Price is a type anyone who's ever leafed through an actress bio could recognize at fifty paces in the dimmest-lit bar in Los Angeles. Good-looking in a vacuous sort of way. Knows a bunch of celebrities. Hard-drinking. In desultory pursuit of a career. Wants his famous wife to help him out. Needs all kinds of material goods to keep up their golden image. By the time Price showed up with a "financial consultant" and convinced O'Hara to give the goon complete control of her money, the Siren was ready to throw the book down, but didn't. Not even after the night when O'Hara, days from delivering her daughter Bronwyn, got punched in the stomach by her alcohol-fueled mate.

No, the Siren hurled the book when O'Hara stayed with Price, who later tried (so she says) to con her into having an unnecessary and highly dangerous operation. Attempted murder, in other words. And even when she finally divorced the slob--are you ready for this?--she kept the "financial consultant." And was really surprised when years afterward it turned out that all her money was gone.

Strong, feisty woman? You tell me. Those qualities show up more when she's settling accounts with enemies, which she does with a relish that may explain her support for Richard Nixon. Out comes the old story about Rex Harrison's role in Carole Landis's death. (The gossip is that it was a suicide pact that only Landis bothered to go through with.) Walt Disney gets thumped not for his anti-Semitism or other celebrated flaws, but for billing her second to Hayley Mills in The Parent Trap. Jimmy Stewart was a good actor, but not a generous one, and he saw to it that one of her best scenes was written out of The Rare Breed.

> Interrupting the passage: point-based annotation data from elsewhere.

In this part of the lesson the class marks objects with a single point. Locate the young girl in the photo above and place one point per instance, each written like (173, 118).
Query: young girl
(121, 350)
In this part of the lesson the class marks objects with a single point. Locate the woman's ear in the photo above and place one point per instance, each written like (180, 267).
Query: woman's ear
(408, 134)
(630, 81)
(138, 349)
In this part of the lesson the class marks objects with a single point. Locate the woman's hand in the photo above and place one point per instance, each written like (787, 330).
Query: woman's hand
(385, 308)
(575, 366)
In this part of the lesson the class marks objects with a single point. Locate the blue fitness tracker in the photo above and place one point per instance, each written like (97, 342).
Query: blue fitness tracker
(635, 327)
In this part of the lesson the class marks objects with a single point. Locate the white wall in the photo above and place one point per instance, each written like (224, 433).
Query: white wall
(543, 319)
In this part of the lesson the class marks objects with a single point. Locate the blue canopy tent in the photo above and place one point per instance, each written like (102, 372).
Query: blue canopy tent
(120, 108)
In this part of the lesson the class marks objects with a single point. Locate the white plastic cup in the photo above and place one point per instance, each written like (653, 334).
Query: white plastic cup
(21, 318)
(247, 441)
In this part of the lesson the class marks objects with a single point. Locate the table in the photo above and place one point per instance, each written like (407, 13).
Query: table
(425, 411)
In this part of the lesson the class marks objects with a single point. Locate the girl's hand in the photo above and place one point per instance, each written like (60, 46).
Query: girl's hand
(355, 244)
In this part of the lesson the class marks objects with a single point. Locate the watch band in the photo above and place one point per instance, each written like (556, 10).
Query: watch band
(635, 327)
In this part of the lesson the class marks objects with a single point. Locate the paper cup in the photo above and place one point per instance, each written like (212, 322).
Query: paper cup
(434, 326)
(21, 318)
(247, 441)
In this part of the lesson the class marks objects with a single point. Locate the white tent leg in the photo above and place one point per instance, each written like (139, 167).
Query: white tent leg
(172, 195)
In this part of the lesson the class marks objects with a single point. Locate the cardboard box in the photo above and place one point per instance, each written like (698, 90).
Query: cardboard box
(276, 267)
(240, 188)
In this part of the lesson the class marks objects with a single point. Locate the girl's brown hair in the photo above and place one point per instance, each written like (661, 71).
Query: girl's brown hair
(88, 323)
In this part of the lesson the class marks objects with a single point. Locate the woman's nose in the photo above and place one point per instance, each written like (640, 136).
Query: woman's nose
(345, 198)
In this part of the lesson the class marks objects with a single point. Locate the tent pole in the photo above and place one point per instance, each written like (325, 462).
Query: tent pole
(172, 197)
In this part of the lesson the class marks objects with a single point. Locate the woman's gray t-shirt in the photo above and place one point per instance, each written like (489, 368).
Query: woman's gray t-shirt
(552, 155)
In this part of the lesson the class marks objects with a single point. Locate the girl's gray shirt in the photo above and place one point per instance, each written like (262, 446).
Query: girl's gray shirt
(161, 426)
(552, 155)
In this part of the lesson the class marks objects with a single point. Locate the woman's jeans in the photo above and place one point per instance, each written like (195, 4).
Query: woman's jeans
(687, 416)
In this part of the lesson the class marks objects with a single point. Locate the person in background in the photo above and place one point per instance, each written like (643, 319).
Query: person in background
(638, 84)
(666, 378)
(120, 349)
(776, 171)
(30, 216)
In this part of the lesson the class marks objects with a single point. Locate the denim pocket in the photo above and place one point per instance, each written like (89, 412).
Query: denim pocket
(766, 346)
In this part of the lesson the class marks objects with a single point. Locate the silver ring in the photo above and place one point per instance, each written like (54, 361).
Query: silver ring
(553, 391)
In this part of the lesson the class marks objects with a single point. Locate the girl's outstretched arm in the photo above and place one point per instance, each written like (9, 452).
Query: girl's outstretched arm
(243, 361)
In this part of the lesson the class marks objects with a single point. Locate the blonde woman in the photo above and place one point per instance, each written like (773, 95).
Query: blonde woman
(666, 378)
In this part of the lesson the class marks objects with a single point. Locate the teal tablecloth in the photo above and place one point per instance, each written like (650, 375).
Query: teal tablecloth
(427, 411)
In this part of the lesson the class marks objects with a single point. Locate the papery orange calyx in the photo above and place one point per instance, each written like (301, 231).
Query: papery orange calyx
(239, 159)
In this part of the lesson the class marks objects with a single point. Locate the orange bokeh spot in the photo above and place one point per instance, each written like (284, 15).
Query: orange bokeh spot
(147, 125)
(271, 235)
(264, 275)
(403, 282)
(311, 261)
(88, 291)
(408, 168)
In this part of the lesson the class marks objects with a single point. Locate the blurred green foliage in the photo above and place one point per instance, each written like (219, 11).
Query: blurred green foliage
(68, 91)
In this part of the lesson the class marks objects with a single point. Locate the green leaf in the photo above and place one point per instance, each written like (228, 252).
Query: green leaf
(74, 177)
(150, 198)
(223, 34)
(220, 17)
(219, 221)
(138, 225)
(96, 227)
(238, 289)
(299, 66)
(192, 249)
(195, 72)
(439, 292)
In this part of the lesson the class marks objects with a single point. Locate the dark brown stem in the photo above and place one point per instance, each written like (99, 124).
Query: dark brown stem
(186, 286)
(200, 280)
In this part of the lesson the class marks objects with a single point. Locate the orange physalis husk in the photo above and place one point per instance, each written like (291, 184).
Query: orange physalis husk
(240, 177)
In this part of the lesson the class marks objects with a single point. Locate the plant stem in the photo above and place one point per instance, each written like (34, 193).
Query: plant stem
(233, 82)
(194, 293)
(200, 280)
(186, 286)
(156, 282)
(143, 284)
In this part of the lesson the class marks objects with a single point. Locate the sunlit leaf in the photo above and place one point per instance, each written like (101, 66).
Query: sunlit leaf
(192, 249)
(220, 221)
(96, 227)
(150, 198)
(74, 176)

Later on, O'Hara had a happy marriage to pilot Charlie Blair that ended with his death in a plane crash. The NTSA ruled it was pilot error. Would it surprise you to learn that she thinks it was a conspiracy linked to hubby's CIA activity?

Ordinarily it gladdens me to see frank talk about gay life in Hollywood, as this is the post-Stonewall era, and if your favorite star was or is gay you need to drag yourself into the 21st century and freaking well get over it. Tis Herself has an unpleasant pattern, though: The people who treated O'Hara badly were gay. That means John Ford, second husband Will Price, and Peter Lawford and Richard Boone. O'Hara says she rescued those last two from some bad publicity Down Under when they were caught in a brothel full of beautiful boys.

But Tyrone Power? He spoke to her often about the kids he wanted to have. Roddy McDowall? No mention of his love life. Charles Laughton? He wanted kids too. When Elsa Lanchester wrote they didn't have any because Laughton was gay, O'Hara says that was "rubbish...whether or not Laughton was homosexual." Lanchester couldn't get pregnant due to a botched abortion.

O'Hara has nothing but praise for Laughton, who started her career by casting her in Jamaica Inn. She describes Laughton, in full Quasimodo costume, reciting the Gettysburg Address on the set of Hunchback of Notre Dame the day Germany invaded Poland. I'm not saying I don't believe her, but wasn't that scene in Ruggles of Red Gap? Still, O'Hara's loyalty to Laughton, and clear-eyed observations about his talent, make you love her as you did in her movies. There isn't enough of that in this book.

When you're done with a star's memoirs, no matter what warts were revealed, you can always go back to the pictures. The Siren wants to go back to a shot of O'Hara in Hunchback. As she is carried off by celebrating Parisians, she turns to look up at Quasimodo for the last time. In that instant, she will always be beautiful, always be kindhearted, always be sympathetic.